It was a celebrated thing when first invented way back when, and once it was invented, you couldn’t get away from it. It was as common as the water we drink, and we literally drank it.
Companies spent billions of dollars to discredit the scientists who found the connection between it and human health as well as its role in climate change. But in the end, once Europe had banned it, all of it, everyone else followed suit.
“We’re banning it for the sake of our future children. They deserve both a planet and the health to enjoy it,” they had said when they banned it. They, meaning the government officials of all governments, big and small.
I remember the chaos that followed the government bans as we
had to get rid of all the things made with it over the course of a year. Anyone caught in violation
of the ban was thrown into jail to protect others.

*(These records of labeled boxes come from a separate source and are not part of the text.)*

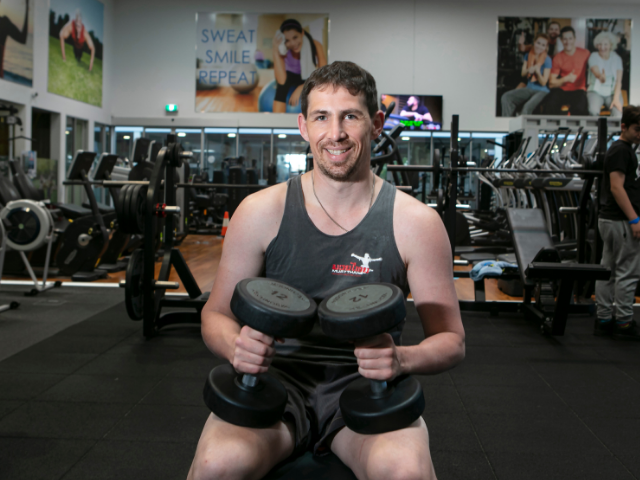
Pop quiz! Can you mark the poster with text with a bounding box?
[0,0,33,87]
[496,17,632,117]
[195,13,329,113]
[49,0,104,107]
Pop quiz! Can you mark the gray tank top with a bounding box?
[265,176,409,361]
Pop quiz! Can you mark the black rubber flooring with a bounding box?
[0,296,640,480]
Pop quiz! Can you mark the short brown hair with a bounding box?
[300,62,378,118]
[533,32,549,45]
[620,105,640,128]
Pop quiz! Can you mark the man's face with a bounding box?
[620,123,640,144]
[533,37,547,54]
[596,40,611,57]
[562,32,576,52]
[284,30,302,53]
[298,85,384,182]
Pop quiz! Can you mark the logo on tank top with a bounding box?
[331,253,382,277]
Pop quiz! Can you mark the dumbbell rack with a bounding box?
[120,143,209,338]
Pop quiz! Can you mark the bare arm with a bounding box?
[202,187,281,373]
[273,36,287,85]
[394,201,465,374]
[313,40,327,68]
[60,20,73,62]
[84,33,96,71]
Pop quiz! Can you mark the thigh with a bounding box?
[188,414,294,480]
[331,418,436,480]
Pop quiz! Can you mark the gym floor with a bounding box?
[0,237,640,480]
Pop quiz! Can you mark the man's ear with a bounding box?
[298,113,309,142]
[371,110,384,139]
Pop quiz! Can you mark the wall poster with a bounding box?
[0,0,33,87]
[195,13,329,113]
[496,17,631,117]
[49,0,104,107]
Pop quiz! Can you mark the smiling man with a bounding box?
[189,62,465,480]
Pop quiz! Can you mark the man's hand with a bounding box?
[354,333,402,382]
[231,325,284,375]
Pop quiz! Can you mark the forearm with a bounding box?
[202,311,241,362]
[398,332,465,375]
[611,187,638,220]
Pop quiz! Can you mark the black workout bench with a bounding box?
[507,208,611,335]
[454,208,611,335]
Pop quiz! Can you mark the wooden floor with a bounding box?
[3,235,521,300]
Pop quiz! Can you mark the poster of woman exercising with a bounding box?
[496,17,631,117]
[0,0,33,87]
[47,0,104,107]
[195,13,329,113]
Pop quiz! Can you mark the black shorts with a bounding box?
[275,70,304,103]
[269,356,360,457]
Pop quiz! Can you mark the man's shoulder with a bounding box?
[393,190,442,230]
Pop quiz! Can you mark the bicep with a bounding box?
[609,170,625,188]
[205,202,264,318]
[398,205,464,337]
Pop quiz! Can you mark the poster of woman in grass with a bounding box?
[0,0,33,87]
[49,0,104,107]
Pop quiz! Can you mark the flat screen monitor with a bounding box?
[380,94,442,131]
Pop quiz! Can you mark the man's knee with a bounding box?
[367,455,436,480]
[189,445,258,480]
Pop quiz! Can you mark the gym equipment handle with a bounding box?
[558,207,580,213]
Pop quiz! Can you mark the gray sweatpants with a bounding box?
[596,218,640,322]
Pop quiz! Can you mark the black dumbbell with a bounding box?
[318,283,425,434]
[204,278,317,428]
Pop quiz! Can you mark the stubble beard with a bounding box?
[314,147,360,182]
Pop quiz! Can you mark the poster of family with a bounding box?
[195,13,329,113]
[496,17,632,117]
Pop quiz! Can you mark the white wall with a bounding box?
[112,0,640,131]
[0,0,115,172]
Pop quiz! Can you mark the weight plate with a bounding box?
[124,250,144,320]
[340,376,425,435]
[231,278,317,338]
[318,283,406,340]
[0,200,53,252]
[203,364,288,428]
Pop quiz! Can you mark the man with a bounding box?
[594,105,640,340]
[0,0,29,78]
[60,9,96,71]
[542,27,590,115]
[400,95,433,122]
[518,21,562,58]
[188,62,464,480]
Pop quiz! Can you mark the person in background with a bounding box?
[273,18,327,113]
[0,0,29,78]
[60,9,96,71]
[593,105,640,340]
[542,27,589,115]
[501,33,551,117]
[518,20,562,58]
[400,95,433,122]
[587,32,622,118]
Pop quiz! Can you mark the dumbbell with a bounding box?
[318,283,425,434]
[204,278,317,428]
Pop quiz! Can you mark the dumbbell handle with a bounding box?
[369,380,389,397]
[240,373,258,388]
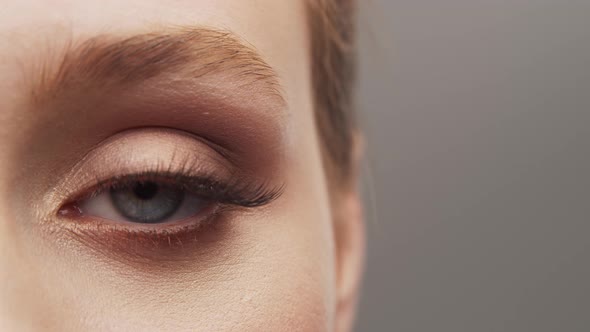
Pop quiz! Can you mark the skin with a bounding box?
[0,0,364,331]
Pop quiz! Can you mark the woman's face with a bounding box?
[0,0,362,331]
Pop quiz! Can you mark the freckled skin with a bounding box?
[0,0,363,331]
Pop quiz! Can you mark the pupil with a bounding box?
[133,182,158,200]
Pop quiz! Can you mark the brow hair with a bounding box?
[31,27,282,102]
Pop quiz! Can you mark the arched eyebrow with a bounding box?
[30,27,284,104]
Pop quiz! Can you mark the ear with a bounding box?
[332,134,365,331]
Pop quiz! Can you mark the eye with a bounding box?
[78,181,212,224]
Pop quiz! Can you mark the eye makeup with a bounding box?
[40,128,283,261]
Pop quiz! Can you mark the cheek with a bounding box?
[16,196,334,331]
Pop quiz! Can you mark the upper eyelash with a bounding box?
[77,170,284,207]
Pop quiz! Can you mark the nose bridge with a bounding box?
[0,202,33,331]
[0,176,45,331]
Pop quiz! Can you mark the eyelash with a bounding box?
[78,170,283,208]
[58,164,283,230]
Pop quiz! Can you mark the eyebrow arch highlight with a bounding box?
[31,27,284,104]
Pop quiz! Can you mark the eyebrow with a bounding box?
[31,27,284,103]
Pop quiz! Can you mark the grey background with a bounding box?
[357,0,590,332]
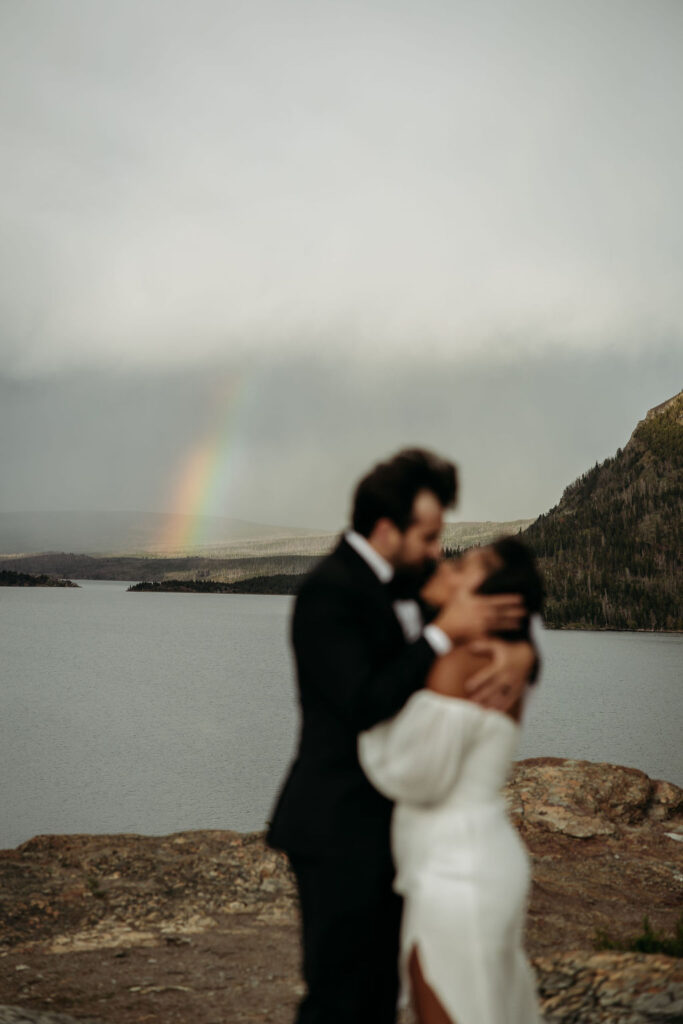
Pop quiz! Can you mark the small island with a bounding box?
[128,572,302,596]
[0,569,78,587]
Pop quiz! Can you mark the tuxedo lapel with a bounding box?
[333,538,404,644]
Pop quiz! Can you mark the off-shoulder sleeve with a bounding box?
[358,690,481,804]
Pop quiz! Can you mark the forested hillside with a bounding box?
[523,392,683,630]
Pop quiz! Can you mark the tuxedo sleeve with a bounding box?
[293,584,435,732]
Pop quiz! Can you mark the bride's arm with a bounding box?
[358,688,480,804]
[426,639,525,721]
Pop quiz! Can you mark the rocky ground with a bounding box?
[0,758,683,1024]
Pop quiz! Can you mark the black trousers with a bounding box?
[290,855,402,1024]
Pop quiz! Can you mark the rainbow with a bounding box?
[155,378,246,554]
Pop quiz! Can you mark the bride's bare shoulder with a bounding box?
[425,645,488,697]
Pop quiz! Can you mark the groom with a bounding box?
[268,450,535,1024]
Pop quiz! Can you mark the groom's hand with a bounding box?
[465,638,537,711]
[433,591,526,641]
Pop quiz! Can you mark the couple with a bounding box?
[268,450,540,1024]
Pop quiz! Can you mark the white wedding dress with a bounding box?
[358,690,541,1024]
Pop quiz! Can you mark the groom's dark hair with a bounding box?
[351,449,458,537]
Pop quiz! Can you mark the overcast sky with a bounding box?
[0,0,683,527]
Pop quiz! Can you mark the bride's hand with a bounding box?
[465,638,537,712]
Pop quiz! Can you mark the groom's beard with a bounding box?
[389,558,438,601]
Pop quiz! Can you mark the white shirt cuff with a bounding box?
[422,624,453,654]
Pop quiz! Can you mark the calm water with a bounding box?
[0,582,683,848]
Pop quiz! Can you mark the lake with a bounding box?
[0,581,683,848]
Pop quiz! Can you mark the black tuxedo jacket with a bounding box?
[268,540,435,860]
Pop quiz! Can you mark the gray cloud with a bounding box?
[0,0,683,379]
[0,340,683,528]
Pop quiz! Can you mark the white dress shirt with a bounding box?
[344,529,453,654]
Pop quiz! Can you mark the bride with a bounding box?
[358,538,542,1024]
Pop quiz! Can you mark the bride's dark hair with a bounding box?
[477,537,544,640]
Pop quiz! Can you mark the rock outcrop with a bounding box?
[0,758,683,1024]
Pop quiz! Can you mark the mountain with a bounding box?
[523,391,683,630]
[0,511,323,555]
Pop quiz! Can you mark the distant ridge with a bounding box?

Farmers got special permission to still use their
equipment even though it contained the banned substance because they were categorized under
fundamental food practices and by providing essential services, got an exemption. Municipalities
couldn’t deal with the sudden change in supply and for a while it was a regular occurrence to
have waste management employees thrown into jail for trying to cheat the system. In actuality,
we were asking ordinary humans to be superheroes.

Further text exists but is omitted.